PF envisions hiring a curator to manage the collection, and PF staff will be responsible for selecting non-profit organizations to publicly exhibit the art collection; Evaluating and financing the acquisition of additional artwork; Overseeing the insurance, care, maintenance and protection of artwork; Ancillary costs associated with providing adequate space for the exhibition of the artwork; and helping selected non-profit organizations publicize exhibitions of artwork in art collections. In selecting non-profit organizations, PF will evaluate the organization’s ability to protect the artwork during exhibition and transit, the facilities for the organization to display the artwork, cultural and artistic value that the artwork will have on it. The organization’s ability to maximize exposure to the organization and the general public to its larger community and art collection.
In addition to entering into a loan arrangement, PF would pay for expenses when the artwork was not under the loan arrangement, monitor and protect copyright and legal ownership of the artwork and would consider and potentially enter into licensing agreements relating to the use. The likeness of artwork or of images. When the artwork was not under loan arrangements, the work would be in transit, in storage for future exhibitions, subject to restoration or available for study and analysis by scholars and experts.
Because of the PF’s active role in managing the art collection and loan program, the IRS determined that the artwork would be used, or for use directly, to meet the PF’s exempt purposes and could be excluded from it. Minimum investment return calculation.
PF and concerned person beware
Based on the facts of the PLR, neither the distribution of the art collection to the PF nor the recognition that the donor or family member for whom the PF was designated would constitute acts of self-dealing. In addition, the close link between the PF’s charitable activity, the valuable art collection it will hold and the PF’s active participation in the management and use of the art collection helps the PF reduce its distributable amount.

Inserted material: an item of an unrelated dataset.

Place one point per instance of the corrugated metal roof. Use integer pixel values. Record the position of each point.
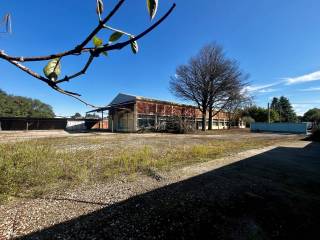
(122, 98)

For an outsider reading the PLR, one thing is clear: the requirements under Sections 4941 and 4942, the Treasury Rules and the Revenue Rules thereunder provide a complex web of rules and calculations that a PF needs to be aware of. The donors, officers, directors and trustees of the PF and their family members should be very cautious about receiving any benefit or contributing to the PF so as to avoid the harsh punishment that comes with the acts of their own behaviour, Even if such acts are unintentional. Failure to pay heed to the rules and regulations can land taxpayers in the area of heavy excise duty and penalties which result from participating in self-dealing activities or failing to disburse proper amount of income from PF.